Heineken closer to deal with Fraser & Neave

Phew – no bidding war. After only two weeks of deliberations, on 3 August 2012 Fraser & Neave’s board of directors recommended Heineken’s USD 4.1 billion offer for its 40 percent stake in Asia Pacific Breweries (APB) to shareholders, the Amsterdam-based brewer said in a statement. Heineken already owns a 42 percent stake in APB.

Heineken was pushed into action to seek full control of Singapore-based APB following Thai Beverage’s bid for a 22 percent stake in Fraser & Neave (F&N) earlier in July. Thai Beverage, the brewer of Chang beer, is controlled by Thai billionaire Charoen Sirivadhanabhakdi.

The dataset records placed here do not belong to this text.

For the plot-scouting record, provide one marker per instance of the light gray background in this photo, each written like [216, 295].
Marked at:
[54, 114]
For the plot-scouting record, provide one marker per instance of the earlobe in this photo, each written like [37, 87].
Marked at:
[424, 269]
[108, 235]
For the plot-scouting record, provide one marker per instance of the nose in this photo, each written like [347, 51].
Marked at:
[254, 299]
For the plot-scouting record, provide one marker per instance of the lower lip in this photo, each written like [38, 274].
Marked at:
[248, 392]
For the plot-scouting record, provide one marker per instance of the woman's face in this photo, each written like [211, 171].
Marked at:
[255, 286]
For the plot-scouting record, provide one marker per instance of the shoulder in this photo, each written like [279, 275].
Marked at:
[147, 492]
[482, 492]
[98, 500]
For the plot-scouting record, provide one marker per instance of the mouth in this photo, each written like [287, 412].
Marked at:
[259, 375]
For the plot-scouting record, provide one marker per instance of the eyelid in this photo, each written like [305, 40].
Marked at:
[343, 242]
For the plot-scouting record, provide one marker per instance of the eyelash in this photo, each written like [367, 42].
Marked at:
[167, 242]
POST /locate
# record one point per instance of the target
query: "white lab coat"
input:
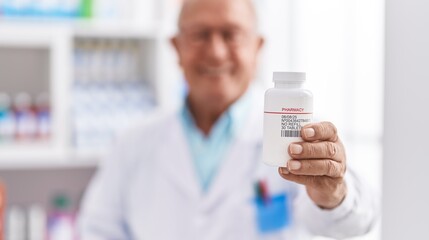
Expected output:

At the same time, a company owned by his son-in-law also acquired about 8.4 percent of APB, it was reported.

Analysts were relieved that Heineken was not forced to up its initial offer, which many believed was already very fair. Many had expected Heineken to raise its offer to secure control of APB, with which it has been involved since 1931 and through which it brews and distributes its brands in southeast Asia.

Heineken will make a mandatory general offer at the same price for all of the remaining shares of APB, once a final agreement with F&N’s shareholders has been reached, according to the statement. Heineken does not know yet when F&N’s Extraordinary General Meeting will take place.

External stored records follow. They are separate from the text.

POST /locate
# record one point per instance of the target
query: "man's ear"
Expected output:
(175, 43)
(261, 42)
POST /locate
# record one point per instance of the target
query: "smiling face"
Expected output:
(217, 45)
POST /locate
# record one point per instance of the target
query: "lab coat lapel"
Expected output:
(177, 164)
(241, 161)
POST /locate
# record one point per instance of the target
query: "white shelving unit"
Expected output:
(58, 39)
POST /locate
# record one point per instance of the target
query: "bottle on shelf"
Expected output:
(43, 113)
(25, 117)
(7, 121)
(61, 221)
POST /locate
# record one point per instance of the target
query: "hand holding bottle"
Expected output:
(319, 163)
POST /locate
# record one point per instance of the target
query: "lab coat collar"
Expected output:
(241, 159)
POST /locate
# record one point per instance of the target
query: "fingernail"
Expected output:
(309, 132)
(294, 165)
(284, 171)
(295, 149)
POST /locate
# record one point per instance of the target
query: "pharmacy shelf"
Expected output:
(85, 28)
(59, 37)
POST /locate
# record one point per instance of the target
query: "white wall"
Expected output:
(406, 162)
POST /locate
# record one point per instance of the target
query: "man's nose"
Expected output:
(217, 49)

Thai media say that the privatisation of APB will land Heineken with 24 breweries in 14 countries, including Singapore, China, Indonesia, Vietnam and Mongolia.

It will also raise Asia’s contribution to Heineken’s EBIT to 15 percent from currently 6 percent and finally free Heineken from the shackles imposed under the joint venture agreement.

It’s an open secret that Heineken has long wanted to grow its Asian business at a faster pace, especially in the world’s biggest beer market, China, than the Singaporeans were prepared to.

However, the deal still depends on how Thai Beverage will vote. Thai Beverage has since built its stake in F&N to 24.1 percent. Together with Japan’s brewer Kirin, which owns 14.9 percent in F&N, the two together hold almost 40 percent of F&N’s shares.

Bear in mind that, once APB is sold to Heineken, all that’s left of F&N will be its property portfolio and its dairy and soft drink business.

We at BRAUWELT International do not believe that Thai Beverage and Kirin acquired stakes in F&N on the off-chance that Heineken eventually would buy them out. To both of them, F&N and APB respectively are strategic investments.

Still, Kirin might be interested in going after F&N’s dairy and soft drinks business, maker of sports drink 100Plus and Farmhouse-branded milk, which may be worth as much as USD 3 billion, insiders say. The business is held under F&N Foods and Kuala Lumpur-listed Fraser & Neave Holdings Bhd, known as FNH.

As things stand, Heineken may succeed in clinching this deal but don’t bet on it yet.